February 21, 2010

JUST ANOTHER BUREAUCRACY:

Alexander Haig obituary: US secretary of state who failed to avert the Falklands war, and the chief of staff who sustained Richard Nixon's presidency (Harold Jackson, 2/20/10, guardian.co.uk)

The pattern of Haig's life was set very early. Born and brought up in Bala Cynwyd, one of the classier suburbs of Philadelphia, he was the middle child of a prosperous lawyer. But the family's comfortable life was suddenly shattered when his father died of cancer at the age of 38. Haig was then 10 years old, and no more than average academically. He had gained a scholarship to a Roman Catholic preparatory school but did not do well. It was withdrawn after a couple of years and he transferred to a local high school. Though his mother was keen he should follow his father's calling, he was intent on a military career. Confirming his headmaster's view that "Al is definitely not West Point material", his initial application to the US military academy failed.

Then his uncle, who had been largely supporting Haig's mother and siblings, intervened with his considerable local influence and Haig scraped into the military college, situated to the north of New York, in 1944 as an acknowledged political appointee. Under the stress of war, the normal four-year course for officers had been cut to three. The topics removed from the curriculum included English, social sciences and history, in all of which Haig later proved notably deficient.

He graduated from West Point in 1947, finishing 214th out of 310. His classmates shrewdly assessed him as having "strong convictions and even stronger ambitions". Haig opted for the cavalry and, after a year's training, was posted to the American occupation forces in Japan.

Eighteen months into that posting he married Patricia Fox, the daughter of one of the top brass in Tokyo, General Alonzo Fox, and was then appointed the general's aide-de-camp. This brought the young lieutenant into the extraordinary military headquarters of General Douglas MacArthur, run more or less as an alternative court to Emperor Hirohito's.

The experience of MacArthur's imperious megalomania left an indelible impression on Haig. He commented later that "I was always interested in politics and started early in Japan, with a rather sophisticated view of how the military ran it." The outbreak of the Korean war also fixed his career-long belief that the Communist enemy was always at the door.

The initial North Korean assault in June 1950 was a disaster for US forces on the peninsula and brought home how ill-prepared MacArthur's command had become for its military role.

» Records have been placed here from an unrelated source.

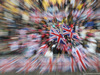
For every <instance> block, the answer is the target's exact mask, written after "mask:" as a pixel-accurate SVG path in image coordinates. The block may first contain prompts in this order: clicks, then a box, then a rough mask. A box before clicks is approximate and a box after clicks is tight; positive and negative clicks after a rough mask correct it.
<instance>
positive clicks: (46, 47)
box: [37, 44, 48, 55]
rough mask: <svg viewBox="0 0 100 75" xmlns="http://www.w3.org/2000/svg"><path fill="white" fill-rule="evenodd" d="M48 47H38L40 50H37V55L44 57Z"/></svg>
mask: <svg viewBox="0 0 100 75" xmlns="http://www.w3.org/2000/svg"><path fill="white" fill-rule="evenodd" d="M47 48H48V45H47V44H44V45H42V46H41V47H40V49H39V50H38V52H37V54H43V55H45V53H46V51H47Z"/></svg>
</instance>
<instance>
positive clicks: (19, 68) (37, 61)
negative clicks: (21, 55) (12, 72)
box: [17, 55, 40, 73]
mask: <svg viewBox="0 0 100 75" xmlns="http://www.w3.org/2000/svg"><path fill="white" fill-rule="evenodd" d="M39 64H40V62H39V59H38V56H37V55H36V56H34V57H32V58H28V59H26V60H25V62H24V63H23V65H22V66H21V67H20V68H19V69H18V70H17V73H20V72H25V73H27V72H32V71H34V70H36V69H38V68H39Z"/></svg>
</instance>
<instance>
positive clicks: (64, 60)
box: [57, 54, 70, 72]
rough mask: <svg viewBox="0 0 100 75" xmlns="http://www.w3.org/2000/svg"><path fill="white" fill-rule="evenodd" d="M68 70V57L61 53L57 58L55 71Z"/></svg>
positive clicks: (68, 62)
mask: <svg viewBox="0 0 100 75" xmlns="http://www.w3.org/2000/svg"><path fill="white" fill-rule="evenodd" d="M69 70H70V61H69V58H68V57H65V56H64V55H63V54H62V55H61V56H60V57H58V58H57V71H59V72H67V71H69Z"/></svg>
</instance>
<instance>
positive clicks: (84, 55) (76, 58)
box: [72, 48, 91, 71]
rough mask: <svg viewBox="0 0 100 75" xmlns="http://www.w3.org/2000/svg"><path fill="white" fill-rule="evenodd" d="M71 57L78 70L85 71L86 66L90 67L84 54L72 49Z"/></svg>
mask: <svg viewBox="0 0 100 75" xmlns="http://www.w3.org/2000/svg"><path fill="white" fill-rule="evenodd" d="M72 55H73V56H74V58H75V61H76V63H77V65H78V68H79V70H80V71H86V70H87V66H90V65H91V64H89V62H88V61H87V58H86V56H85V54H83V53H82V52H80V50H79V49H78V48H73V49H72Z"/></svg>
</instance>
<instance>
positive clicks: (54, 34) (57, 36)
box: [49, 27, 67, 48]
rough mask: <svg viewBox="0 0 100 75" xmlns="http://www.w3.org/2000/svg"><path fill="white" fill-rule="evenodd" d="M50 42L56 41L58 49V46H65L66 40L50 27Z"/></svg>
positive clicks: (59, 34) (53, 28) (52, 28)
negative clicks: (61, 44) (50, 27)
mask: <svg viewBox="0 0 100 75" xmlns="http://www.w3.org/2000/svg"><path fill="white" fill-rule="evenodd" d="M49 39H50V41H52V40H55V41H57V43H58V44H57V48H60V44H65V45H67V44H66V40H65V38H64V35H63V34H60V32H59V31H57V30H56V29H54V28H53V27H51V30H50V38H49Z"/></svg>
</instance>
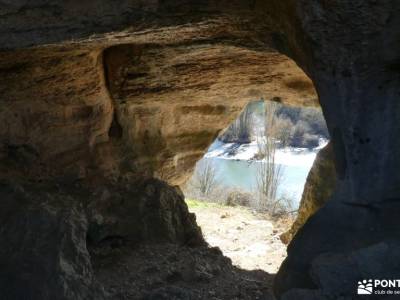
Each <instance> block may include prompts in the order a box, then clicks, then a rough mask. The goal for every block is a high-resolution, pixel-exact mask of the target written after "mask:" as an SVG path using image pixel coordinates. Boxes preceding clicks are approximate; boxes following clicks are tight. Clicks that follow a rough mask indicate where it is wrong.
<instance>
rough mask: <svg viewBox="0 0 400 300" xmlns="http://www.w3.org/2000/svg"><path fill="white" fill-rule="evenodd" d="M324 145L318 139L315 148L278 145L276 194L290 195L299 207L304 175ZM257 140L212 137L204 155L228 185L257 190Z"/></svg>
mask: <svg viewBox="0 0 400 300" xmlns="http://www.w3.org/2000/svg"><path fill="white" fill-rule="evenodd" d="M325 145H326V141H321V145H320V147H318V148H315V149H312V150H308V149H300V148H285V149H280V150H278V151H277V153H276V162H277V163H278V164H279V165H281V166H282V170H283V179H282V183H281V184H280V186H279V188H278V197H279V196H283V197H286V198H289V199H291V201H292V203H293V206H294V207H298V205H299V202H300V200H301V195H302V193H303V188H304V184H305V182H306V179H307V175H308V173H309V171H310V169H311V167H312V164H313V162H314V160H315V157H316V155H317V153H318V151H319V150H320V149H321V148H322V147H323V146H325ZM256 152H257V144H256V143H255V142H253V143H250V144H242V145H239V144H233V143H230V144H225V143H222V142H220V141H218V140H217V141H215V142H214V143H213V144H212V145H211V146H210V148H209V149H208V152H207V153H206V155H205V156H204V158H203V159H206V160H212V162H213V165H214V166H215V168H216V170H217V178H218V181H219V182H220V183H222V184H223V185H224V186H226V187H227V188H240V189H242V190H243V191H247V192H255V191H256V190H257V172H258V168H259V166H260V164H261V161H258V160H253V159H252V158H253V157H254V154H255V153H256Z"/></svg>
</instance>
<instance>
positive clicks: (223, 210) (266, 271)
mask: <svg viewBox="0 0 400 300" xmlns="http://www.w3.org/2000/svg"><path fill="white" fill-rule="evenodd" d="M197 203H199V202H197ZM189 210H190V211H191V212H192V213H195V214H196V220H197V223H198V224H199V226H200V227H201V229H202V232H203V235H204V237H205V239H206V241H207V242H208V243H209V244H210V245H211V246H213V247H218V248H220V249H221V251H222V252H223V254H224V255H225V256H227V257H229V258H230V259H231V260H232V263H233V265H234V266H236V267H239V268H241V269H244V270H262V271H265V272H268V273H271V274H275V273H276V272H278V270H279V267H280V265H281V264H282V262H283V260H284V259H285V258H286V245H285V244H283V243H282V242H281V240H280V238H279V235H281V234H282V233H284V232H285V231H286V230H288V228H289V227H290V225H291V224H292V223H293V220H292V219H288V218H272V217H271V216H269V215H268V214H266V213H257V212H255V211H254V210H251V209H248V208H245V207H241V206H236V207H231V206H223V205H216V204H206V205H201V204H200V205H195V206H191V205H190V203H189Z"/></svg>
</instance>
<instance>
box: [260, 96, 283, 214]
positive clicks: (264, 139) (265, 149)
mask: <svg viewBox="0 0 400 300" xmlns="http://www.w3.org/2000/svg"><path fill="white" fill-rule="evenodd" d="M277 109H278V104H277V103H275V102H266V103H265V121H264V127H265V128H264V136H259V137H258V138H257V147H258V155H257V156H258V158H259V159H261V162H260V164H259V167H258V171H257V189H258V193H259V207H260V208H262V209H269V210H271V212H272V213H275V212H276V211H277V209H278V208H279V207H280V206H281V205H280V201H279V199H278V196H277V191H278V188H279V186H280V185H281V183H282V179H283V171H284V170H283V167H282V165H280V164H278V163H277V162H276V151H277V149H278V147H279V142H280V141H279V140H278V136H280V135H281V134H282V132H279V126H278V125H279V123H278V118H277V116H276V112H277Z"/></svg>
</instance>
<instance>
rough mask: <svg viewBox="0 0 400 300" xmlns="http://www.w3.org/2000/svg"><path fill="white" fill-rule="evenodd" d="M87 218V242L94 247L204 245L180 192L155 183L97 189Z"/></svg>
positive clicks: (165, 184)
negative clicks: (145, 245) (122, 244)
mask: <svg viewBox="0 0 400 300" xmlns="http://www.w3.org/2000/svg"><path fill="white" fill-rule="evenodd" d="M88 215H89V230H88V239H89V241H90V242H91V245H94V246H101V245H102V244H104V243H105V244H107V243H109V242H111V243H114V242H116V243H142V242H170V243H178V244H181V245H192V246H194V245H201V244H204V240H203V237H202V234H201V230H200V228H199V227H198V226H197V224H196V219H195V216H194V214H191V213H189V211H188V208H187V205H186V204H185V202H184V197H183V195H182V192H180V190H179V188H173V187H170V186H168V185H167V184H166V183H163V182H160V181H157V180H150V181H147V182H145V183H143V184H141V185H139V186H134V187H126V188H121V187H115V186H114V187H113V186H110V187H109V188H105V187H104V188H102V189H100V190H99V191H98V192H97V193H96V194H95V195H94V199H93V201H91V202H90V204H89V206H88Z"/></svg>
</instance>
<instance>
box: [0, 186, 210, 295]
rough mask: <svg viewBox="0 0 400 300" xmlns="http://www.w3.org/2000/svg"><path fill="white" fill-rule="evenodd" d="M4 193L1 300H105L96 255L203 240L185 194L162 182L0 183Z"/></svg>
mask: <svg viewBox="0 0 400 300" xmlns="http://www.w3.org/2000/svg"><path fill="white" fill-rule="evenodd" d="M0 198H1V200H2V201H1V203H0V208H1V211H0V227H1V230H0V242H1V244H2V247H1V249H0V265H1V266H2V272H0V288H1V290H2V297H3V298H4V299H104V298H105V296H106V295H105V294H104V291H103V289H102V286H101V285H100V284H99V283H98V282H97V279H96V276H95V275H96V274H94V272H93V268H92V264H93V263H94V261H93V259H94V257H96V255H99V253H100V254H101V256H102V257H106V256H107V255H108V254H109V253H111V252H112V249H115V248H122V247H130V248H129V249H130V250H129V251H131V252H132V251H133V249H134V248H135V247H137V245H139V244H142V243H149V242H155V241H157V242H168V243H175V244H177V245H187V246H199V245H204V244H205V242H204V240H203V237H202V235H201V231H200V228H199V227H198V226H197V224H196V221H195V216H194V215H193V214H190V213H189V212H188V208H187V206H186V204H185V202H184V198H183V195H182V193H181V192H180V191H179V189H177V188H173V187H170V186H168V185H167V184H166V183H163V182H160V181H157V180H149V181H145V182H142V183H141V184H136V185H135V186H134V187H132V186H130V185H128V186H122V185H121V184H108V185H103V186H101V187H98V189H97V190H92V189H88V188H86V187H83V186H80V185H77V184H75V185H66V184H63V185H60V184H59V183H49V182H46V183H41V184H38V183H35V184H32V183H29V184H23V185H22V184H15V183H10V182H1V183H0ZM108 299H109V298H108Z"/></svg>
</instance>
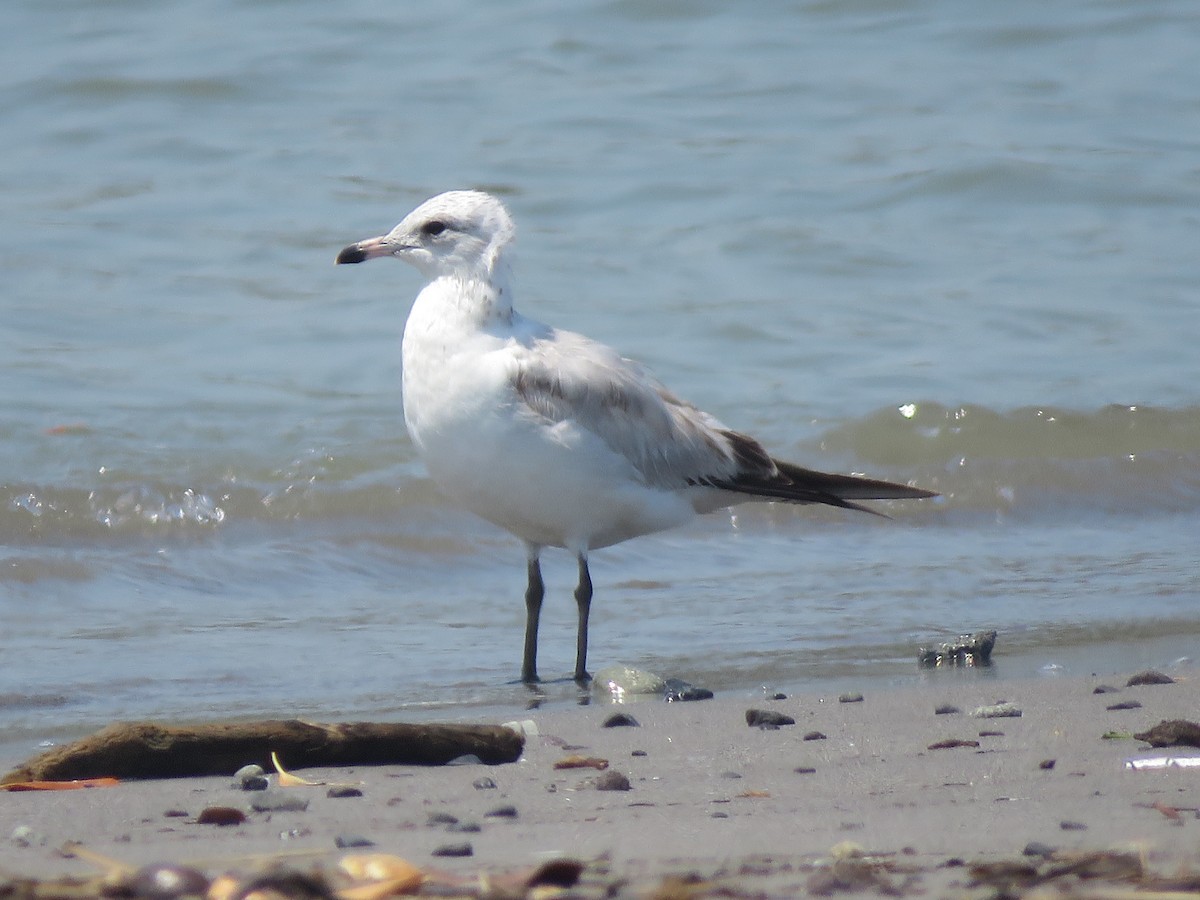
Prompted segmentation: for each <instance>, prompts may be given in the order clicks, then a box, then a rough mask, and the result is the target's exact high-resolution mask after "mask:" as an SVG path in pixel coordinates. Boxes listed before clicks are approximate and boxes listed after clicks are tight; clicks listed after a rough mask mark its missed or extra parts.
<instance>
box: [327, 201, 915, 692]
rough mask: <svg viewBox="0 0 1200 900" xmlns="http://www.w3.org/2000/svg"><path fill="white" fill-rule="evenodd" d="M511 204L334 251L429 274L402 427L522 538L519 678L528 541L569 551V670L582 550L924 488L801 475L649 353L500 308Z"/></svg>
mask: <svg viewBox="0 0 1200 900" xmlns="http://www.w3.org/2000/svg"><path fill="white" fill-rule="evenodd" d="M515 234H516V229H515V226H514V223H512V218H511V217H510V216H509V212H508V210H505V208H504V204H503V203H500V200H498V199H497V198H496V197H492V196H491V194H487V193H482V192H480V191H449V192H446V193H442V194H438V196H437V197H433V198H431V199H428V200H426V202H425V203H422V204H421V205H420V206H418V208H416V209H415V210H413V211H412V212H409V214H408V216H406V217H404V220H403V221H402V222H401V223H400V224H397V226H396V227H395V228H392V229H391V230H390V232H388V234H384V235H380V236H378V238H370V239H367V240H361V241H358V242H356V244H352V245H349V246H348V247H346V248H344V250H342V251H341V253H338V254H337V262H338V263H362V262H365V260H367V259H376V258H378V257H395V258H397V259H403V260H404V262H406V263H409V264H412V265H413V266H415V268H416V269H418V271H419V272H420V274H421V275H422V276H424V277H425V280H426V282H427V283H426V284H425V287H424V288H422V289H421V292H420V293H419V294H418V295H416V300H415V301H414V302H413V307H412V311H410V312H409V314H408V322H407V323H406V325H404V336H403V342H402V349H401V354H402V396H403V403H404V425H406V426H407V428H408V434H409V437H410V438H412V440H413V444H414V445H415V448H416V450H418V452H419V454H420V456H421V458H422V460H424V461H425V464H426V467H427V468H428V472H430V475H431V476H432V479H433V480H434V482H436V484H437V485H438V486H439V487H440V488H442V491H444V492H445V493H446V494H449V496H450V497H451V498H452V499H454V500H456V502H457V503H460V504H462V505H463V506H466V508H467V509H468V510H470V511H473V512H475V514H476V515H479V516H481V517H482V518H485V520H487V521H488V522H492V523H493V524H497V526H499V527H500V528H504V529H506V530H508V532H510V533H512V534H514V535H516V536H517V538H520V539H521V540H522V541H524V545H526V565H527V576H528V583H527V587H526V594H524V602H526V636H524V655H523V658H522V664H521V680H522V682H524V683H527V684H532V683H535V682H538V680H539V679H538V664H536V660H538V623H539V619H540V617H541V605H542V598H544V596H545V584H544V583H542V578H541V563H540V558H541V551H542V550H544V548H545V547H562V548H565V550H566V551H569V552H570V553H572V554H574V556H575V558H576V560H577V563H578V586H577V587H576V589H575V602H576V605H577V607H578V628H577V631H576V654H575V680H576V682H580V683H581V684H583V683H587V682H588V680H589V676H588V672H587V655H588V616H589V612H590V608H592V575H590V572H589V571H588V553H590V552H592V551H594V550H600V548H602V547H608V546H612V545H613V544H619V542H622V541H625V540H629V539H630V538H637V536H640V535H643V534H650V533H654V532H660V530H664V529H666V528H672V527H676V526H679V524H682V523H684V522H686V521H688V520H690V518H692V517H694V516H695V515H697V514H702V512H712V511H714V510H718V509H725V508H727V506H732V505H734V504H738V503H742V502H744V500H752V499H760V500H785V502H788V503H802V504H804V503H817V504H827V505H830V506H841V508H844V509H852V510H862V511H865V512H874V510H871V509H869V508H866V506H862V505H859V504H858V503H854V500H862V499H902V498H908V499H918V498H924V497H934V496H935V494H934V493H932V492H930V491H924V490H920V488H917V487H911V486H908V485H898V484H890V482H887V481H876V480H874V479H866V478H857V476H851V475H836V474H827V473H823V472H814V470H811V469H805V468H802V467H799V466H794V464H792V463H788V462H784V461H781V460H776V458H774V457H773V456H772V455H770V454H768V452H767V450H766V449H764V448H763V446H762V444H760V443H758V442H757V440H755V439H754V438H751V437H749V436H746V434H743V433H740V432H738V431H733V430H731V428H727V427H726V426H725V425H722V424H721V422H720V421H718V420H716V419H715V418H714V416H712V415H709V414H708V413H706V412H703V410H701V409H698V408H696V407H694V406H692V404H691V403H688V402H686V401H683V400H680V398H679V397H677V396H676V395H674V394H672V392H671V391H670V390H668V389H667V388H666V386H664V385H662V384H661V383H660V382H659V380H658V379H655V378H654V376H652V374H650V373H649V372H648V371H647V370H646V368H643V367H642V366H640V365H638V364H637V362H634V361H632V360H629V359H625V358H624V356H620V355H619V354H618V353H617V352H616V350H613V349H612V348H610V347H606V346H605V344H601V343H598V342H595V341H592V340H589V338H587V337H584V336H583V335H578V334H575V332H571V331H563V330H559V329H556V328H551V326H550V325H544V324H542V323H540V322H535V320H534V319H530V318H527V317H524V316H522V314H521V313H518V312H517V311H516V310H515V308H514V306H512V270H511V259H510V256H511V252H510V247H511V245H512V241H514V238H515Z"/></svg>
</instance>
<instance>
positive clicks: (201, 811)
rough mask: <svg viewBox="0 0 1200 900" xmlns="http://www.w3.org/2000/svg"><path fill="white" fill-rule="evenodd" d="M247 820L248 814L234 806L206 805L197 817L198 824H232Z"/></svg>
mask: <svg viewBox="0 0 1200 900" xmlns="http://www.w3.org/2000/svg"><path fill="white" fill-rule="evenodd" d="M245 821H246V814H245V812H242V811H241V810H240V809H234V808H233V806H205V808H204V809H202V810H200V815H198V816H197V817H196V823H197V824H215V826H232V824H241V823H242V822H245Z"/></svg>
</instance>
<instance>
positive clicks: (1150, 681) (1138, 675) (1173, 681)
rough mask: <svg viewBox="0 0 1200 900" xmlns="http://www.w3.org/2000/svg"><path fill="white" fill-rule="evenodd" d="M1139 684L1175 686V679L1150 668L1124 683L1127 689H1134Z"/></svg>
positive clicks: (1129, 678)
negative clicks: (1156, 671) (1147, 669)
mask: <svg viewBox="0 0 1200 900" xmlns="http://www.w3.org/2000/svg"><path fill="white" fill-rule="evenodd" d="M1140 684H1175V679H1174V678H1171V677H1170V676H1168V674H1163V673H1162V672H1156V671H1154V670H1152V668H1150V670H1146V671H1145V672H1139V673H1138V674H1135V676H1132V677H1130V678H1129V680H1128V682H1126V686H1127V688H1134V686H1136V685H1140Z"/></svg>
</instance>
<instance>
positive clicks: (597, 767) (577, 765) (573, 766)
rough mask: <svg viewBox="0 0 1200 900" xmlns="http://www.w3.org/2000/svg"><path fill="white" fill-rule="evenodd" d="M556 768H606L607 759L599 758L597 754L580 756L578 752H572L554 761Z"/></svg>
mask: <svg viewBox="0 0 1200 900" xmlns="http://www.w3.org/2000/svg"><path fill="white" fill-rule="evenodd" d="M554 768H556V769H600V770H601V772H602V770H604V769H607V768H608V761H607V760H601V758H600V757H599V756H580V755H578V754H572V755H571V756H564V757H563V758H562V760H559V761H557V762H556V763H554Z"/></svg>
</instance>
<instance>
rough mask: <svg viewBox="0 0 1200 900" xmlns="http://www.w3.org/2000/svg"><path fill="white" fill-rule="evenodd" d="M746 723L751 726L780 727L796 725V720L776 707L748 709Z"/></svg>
mask: <svg viewBox="0 0 1200 900" xmlns="http://www.w3.org/2000/svg"><path fill="white" fill-rule="evenodd" d="M746 725H749V726H750V727H751V728H778V727H779V726H780V725H796V720H794V719H793V718H792V716H790V715H784V714H782V713H776V712H775V710H774V709H748V710H746Z"/></svg>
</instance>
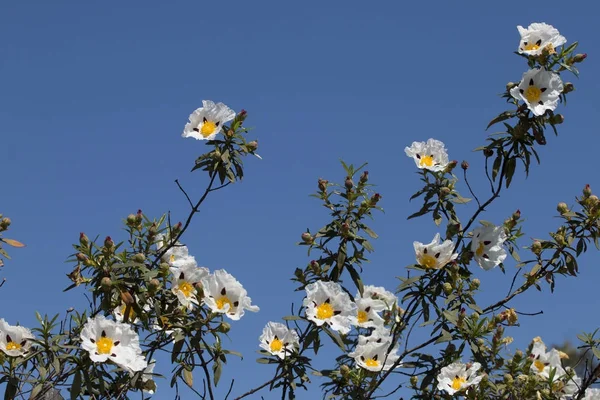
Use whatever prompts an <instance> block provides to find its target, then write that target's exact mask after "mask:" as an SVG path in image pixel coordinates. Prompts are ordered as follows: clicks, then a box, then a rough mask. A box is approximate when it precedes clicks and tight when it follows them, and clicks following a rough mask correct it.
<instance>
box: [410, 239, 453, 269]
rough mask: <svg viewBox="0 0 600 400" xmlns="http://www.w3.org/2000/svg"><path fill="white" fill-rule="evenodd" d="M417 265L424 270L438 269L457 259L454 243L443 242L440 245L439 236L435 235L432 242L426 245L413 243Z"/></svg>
mask: <svg viewBox="0 0 600 400" xmlns="http://www.w3.org/2000/svg"><path fill="white" fill-rule="evenodd" d="M413 246H414V248H415V253H416V257H417V263H419V265H421V266H422V267H425V268H431V269H440V268H442V267H444V266H445V265H446V264H448V263H449V262H450V261H452V260H456V257H458V254H457V253H453V251H454V243H453V242H452V241H451V240H444V242H443V243H440V234H439V233H436V234H435V237H434V238H433V241H432V242H431V243H428V244H423V243H421V242H413Z"/></svg>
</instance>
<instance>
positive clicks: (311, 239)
mask: <svg viewBox="0 0 600 400" xmlns="http://www.w3.org/2000/svg"><path fill="white" fill-rule="evenodd" d="M301 238H302V241H303V242H304V243H306V244H312V242H313V240H314V239H313V237H312V235H311V234H310V233H308V232H303V233H302V235H301Z"/></svg>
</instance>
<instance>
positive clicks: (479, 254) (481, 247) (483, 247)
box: [475, 242, 485, 257]
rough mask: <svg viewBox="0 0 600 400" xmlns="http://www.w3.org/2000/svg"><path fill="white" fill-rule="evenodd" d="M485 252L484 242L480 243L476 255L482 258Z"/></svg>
mask: <svg viewBox="0 0 600 400" xmlns="http://www.w3.org/2000/svg"><path fill="white" fill-rule="evenodd" d="M484 250H485V245H484V244H483V242H479V246H477V250H475V254H477V256H479V257H481V256H482V255H483V251H484Z"/></svg>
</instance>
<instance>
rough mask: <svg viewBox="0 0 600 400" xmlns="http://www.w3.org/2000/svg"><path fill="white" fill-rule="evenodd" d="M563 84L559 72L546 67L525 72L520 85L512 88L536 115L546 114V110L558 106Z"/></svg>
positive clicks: (552, 109)
mask: <svg viewBox="0 0 600 400" xmlns="http://www.w3.org/2000/svg"><path fill="white" fill-rule="evenodd" d="M562 91H563V84H562V80H561V79H560V76H558V74H556V73H554V72H551V71H546V70H545V69H543V68H542V69H538V68H535V69H530V70H529V71H527V72H525V73H524V74H523V78H522V79H521V82H520V83H519V85H517V86H515V87H514V88H512V89H511V90H510V94H511V96H512V97H514V98H515V99H517V100H523V101H524V102H525V103H526V104H527V107H528V108H529V109H530V110H531V112H533V114H535V115H544V113H545V112H546V110H554V109H556V106H558V98H559V96H560V94H561V93H562Z"/></svg>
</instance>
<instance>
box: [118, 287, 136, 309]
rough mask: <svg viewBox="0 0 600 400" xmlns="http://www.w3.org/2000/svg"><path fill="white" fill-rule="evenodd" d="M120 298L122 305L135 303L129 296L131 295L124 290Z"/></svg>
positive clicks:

Although Haig's unit was rushed to Korea and suffered heavy casualties, he did not go with it: instead, he was sent to accompany his father-in-law to Taiwan, on a liaison mission to Chiang Kai-shek.

When he was eventually assigned to the battle zone, it was as a military assistant on the headquarters staff of an old friend of his father-in-law's, General Edward Almond. MacArthur's selection of Almond as commander of US troops preparing to land in force behind the enemy's rear was later described as "an act of military nepotism".

Haig's role in the highly successful Inchon landings remained obscure, but the ensuing campaign led to the first of many controversial episodes in his military advance. During the battle for Seoul, Haig was awarded a Bronze Star for bravery during a crossing of the Han River. The official citation referred to his outstanding heroism.

However, the later official history of the crossing said there had been "no enemy resistance" and that the North Korean positions were "lightly manned". General Almond had recommended the decoration for his assistant and later awarded him two further Silver Stars for flying over enemy positions in a light aircraft.

Haig left Korea as a captain in 1951, suffering from hepatitis, and picked up his interrupted career. In 1953 he was appointed to the staff of West Point as a disciplinary officer, remembered for his obsession with spit and polish, and was then assigned to a tank battalion with the American forces in Europe. He gained a routine promotion to major and, redeployed to the European Command headquarters in Germany, had his first experience of diplomacy.

Congress had been grumbling about the cost of maintaining the US presence in Germany, and Haig took part in the 18-month negotiations to persuade the West Germans to shoulder more of the burden. This brought him another medal for "remarkable foresight, ingenuity, and mature judgment".

It also seemed to increase his taste for the administrative and political aspects of military life. In 1959 he enrolled on a military staff course and then went on to a further course at Georgetown University in Washington, where American diplomats traditionally trained.

The thesis for his Georgetown master's degree showed how his ambitions were developing. It spoke of the need for a new breed of military professional occupying a prominent seat among presidential advisers. It also gave an early glimpse of his infamously tormented prose, with incomprehensible references to "interpretive vagaries" and "a permeating nexus".

Armed with these new qualifications, Haig was assigned to a staff position at the Pentagon, where his father-in-law had become deputy to the assistant secretary for international affairs. Though Haig's own job was in military planning, his very presence at the defence department, allied to his family connections, pitched him into the tangled world of Washington's cold-war politics.